Secondly, in our tool, we applied the same method to simulate scatter as was done in the PETSTEP tool [14]. Although this type of scatter simulation is based on a pragmatic choice, it may not be accurate enough in all cases and it does not include TOF information.

Furthermore, the simulation tool is lacking the implementation of Filtered-Back-Projection (FBP); as in the modern PET/CT system, mostly iterative reconstruction algorithms are used. However, we will add FBP in future releases.

In addition, at present, the resolution model used assumes spatial invariance, while in reality, the resolution of a PET/CT system varies over the field of view; in particular, it decreases at off-centre locations. This effect is mostly pronounced in systems with a small detector ring diameter, such as in dedicated brain and/or in preclinical systems.

Finally, it is of interest to expand the functionality to include more sophisticated patient motion models into the TOF-PET simulation. The approach suggested by Polycarpau et al. [39] seems interesting and should be further explored.

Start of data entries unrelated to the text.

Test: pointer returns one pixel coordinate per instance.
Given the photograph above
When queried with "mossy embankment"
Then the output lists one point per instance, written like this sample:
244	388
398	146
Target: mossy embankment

Despite the above listed limitations, we found that SMART seems to be suitable to generate images with realistic noise and resolution/contrast recovery characteristics that are representative for current clinical PET/CT systems.

Conclusions

SMART-PET is a fast, easy to use and flexible PET simulation and reconstruction tool. The user can modify several parameters for the simulation and reconstruction step. In this way, SMART-PET can be adjusted to every clinical PET/CT system. As input, it requires a noiseless PET and CT image and produces a realistic PET-image that is comparable to actual PET scan data. The simulated images show similar image characteristics as real scan data. Small discrepancies between scan and simulations can be resolved by more closely matching simulation settings with the actual PET data using the described calibration process.

With SMART PET, a PET and CT mathematical phantom of the NEMA NU image quality phantom can be provided that can be used to adjust SMART-PET to a specific system. Furthermore, a DRO modifier is available that modifies the activity distribution and matrix size of the PET-DRO. The tools and DROs can be found at Zenodo.